In retrospect, I should have said no, but I had visions of that giant pile of wood chips being the first thing my wife saw when she pulled in the driveway, and I panicked.
"Yes," I said. "Christ, yes. Spread it out. A lot. That'll make it better."
It did not, in fact, make it better. Now the entire side of my yard looked like the bottom of a hamster cage. Instead of being one manageable pile, the chips were now distributed in a foot-thick layer, spread over about 500 square feet. Walking on it was like being in a bouncy house that had been rinsed out with Pine-Sol because some over-heated kid had puked.
At that point, I admitted defeat and just told him to knock on the door when they were done and I'd write him a check. I should have threatened to hold his money until he came back and cleaned up the chips, but in all fairness, my wife did tell him exactly how much to leave behind. So my homework this week is to find someone who can pick up these chips and move them next door to the empty lot. A neighbor took about six loads with her John Deere bucket and it didn't even make a dent.
After I find someone to clear that out of there, the plan is to have that same person move a couple of boulders into the clearing and then make me a big-ass hole. (Note: Hyphens are important. I'm talking about a big hole in the ground, and besides, too late.) I need this hole because...wait for it...we are going to go buy a blue spruce to put in the spot where they other five trees used to be. And yes, the irony, it burns. But she always wanted a tree outside that she could decorate every year for Christmas, so there's that.

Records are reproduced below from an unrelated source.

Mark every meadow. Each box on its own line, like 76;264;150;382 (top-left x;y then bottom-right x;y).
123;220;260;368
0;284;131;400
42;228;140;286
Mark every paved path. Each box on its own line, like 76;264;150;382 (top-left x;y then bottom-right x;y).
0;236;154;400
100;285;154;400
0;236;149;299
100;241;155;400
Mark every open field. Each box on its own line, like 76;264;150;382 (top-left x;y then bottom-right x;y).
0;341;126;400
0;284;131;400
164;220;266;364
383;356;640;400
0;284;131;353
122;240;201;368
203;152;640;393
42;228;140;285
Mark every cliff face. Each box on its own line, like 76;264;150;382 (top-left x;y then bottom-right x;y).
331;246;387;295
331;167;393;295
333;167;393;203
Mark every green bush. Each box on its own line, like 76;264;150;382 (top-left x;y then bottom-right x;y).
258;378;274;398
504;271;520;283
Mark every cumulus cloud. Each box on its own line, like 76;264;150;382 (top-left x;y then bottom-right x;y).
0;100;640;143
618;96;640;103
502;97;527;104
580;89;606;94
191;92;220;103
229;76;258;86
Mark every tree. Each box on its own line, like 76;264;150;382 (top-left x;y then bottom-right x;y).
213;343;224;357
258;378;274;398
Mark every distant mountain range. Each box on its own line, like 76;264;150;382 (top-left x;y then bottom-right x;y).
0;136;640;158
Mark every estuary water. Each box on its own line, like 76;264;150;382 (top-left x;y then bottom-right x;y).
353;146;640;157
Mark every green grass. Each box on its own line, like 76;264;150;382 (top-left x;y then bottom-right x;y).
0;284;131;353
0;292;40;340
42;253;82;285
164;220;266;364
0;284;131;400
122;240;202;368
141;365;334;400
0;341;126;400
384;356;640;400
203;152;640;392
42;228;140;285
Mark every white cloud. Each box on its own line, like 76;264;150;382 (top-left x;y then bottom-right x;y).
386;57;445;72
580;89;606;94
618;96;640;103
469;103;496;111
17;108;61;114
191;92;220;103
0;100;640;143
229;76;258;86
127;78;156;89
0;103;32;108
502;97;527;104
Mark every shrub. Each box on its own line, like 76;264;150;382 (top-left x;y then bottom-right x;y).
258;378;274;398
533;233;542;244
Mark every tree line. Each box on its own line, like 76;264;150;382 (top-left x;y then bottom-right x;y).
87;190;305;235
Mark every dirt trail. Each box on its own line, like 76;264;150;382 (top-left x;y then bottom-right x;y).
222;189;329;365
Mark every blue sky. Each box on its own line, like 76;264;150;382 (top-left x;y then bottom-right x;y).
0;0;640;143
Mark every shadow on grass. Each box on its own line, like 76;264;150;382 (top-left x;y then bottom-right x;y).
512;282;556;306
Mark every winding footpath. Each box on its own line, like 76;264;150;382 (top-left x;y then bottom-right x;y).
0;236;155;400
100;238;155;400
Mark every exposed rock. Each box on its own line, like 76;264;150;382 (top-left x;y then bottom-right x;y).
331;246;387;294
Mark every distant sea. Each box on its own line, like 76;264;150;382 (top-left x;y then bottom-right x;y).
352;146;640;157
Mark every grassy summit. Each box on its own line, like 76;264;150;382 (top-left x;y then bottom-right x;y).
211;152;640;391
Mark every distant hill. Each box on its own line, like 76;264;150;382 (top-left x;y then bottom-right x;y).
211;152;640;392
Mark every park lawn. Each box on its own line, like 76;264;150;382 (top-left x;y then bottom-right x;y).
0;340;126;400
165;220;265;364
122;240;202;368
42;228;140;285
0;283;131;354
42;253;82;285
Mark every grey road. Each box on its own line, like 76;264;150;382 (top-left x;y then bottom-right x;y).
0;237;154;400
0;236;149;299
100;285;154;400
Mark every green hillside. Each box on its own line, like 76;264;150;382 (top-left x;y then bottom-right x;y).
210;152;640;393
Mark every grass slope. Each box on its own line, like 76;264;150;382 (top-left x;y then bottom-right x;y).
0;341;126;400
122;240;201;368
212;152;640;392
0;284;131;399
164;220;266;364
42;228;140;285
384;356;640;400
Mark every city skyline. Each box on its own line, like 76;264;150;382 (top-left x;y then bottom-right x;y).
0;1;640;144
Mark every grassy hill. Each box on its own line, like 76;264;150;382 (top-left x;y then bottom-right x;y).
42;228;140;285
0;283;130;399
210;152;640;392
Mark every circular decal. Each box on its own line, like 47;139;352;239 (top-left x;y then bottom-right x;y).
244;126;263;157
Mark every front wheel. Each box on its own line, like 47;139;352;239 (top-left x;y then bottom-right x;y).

So all in all, it was not an experience I would recommend. But it's over now. Although I am thinking of welding up a giant hamster wheel and putting it on the side of the driveway like some kind of red-neck modern art installation. Maybe I can charge admission if I can find a big-ass hamster. (Again, note the hyphen.)
* I created this word because we don't have Spring here any more. It goes right from freezing one day to 80 degrees the next.
*** He called it mulch. He convinced my wife it was going to be mulch. FYI, this shit is nothing like mulch. If you ever have trees taken down, and they offer to leave some for you, just say no. Trust me.)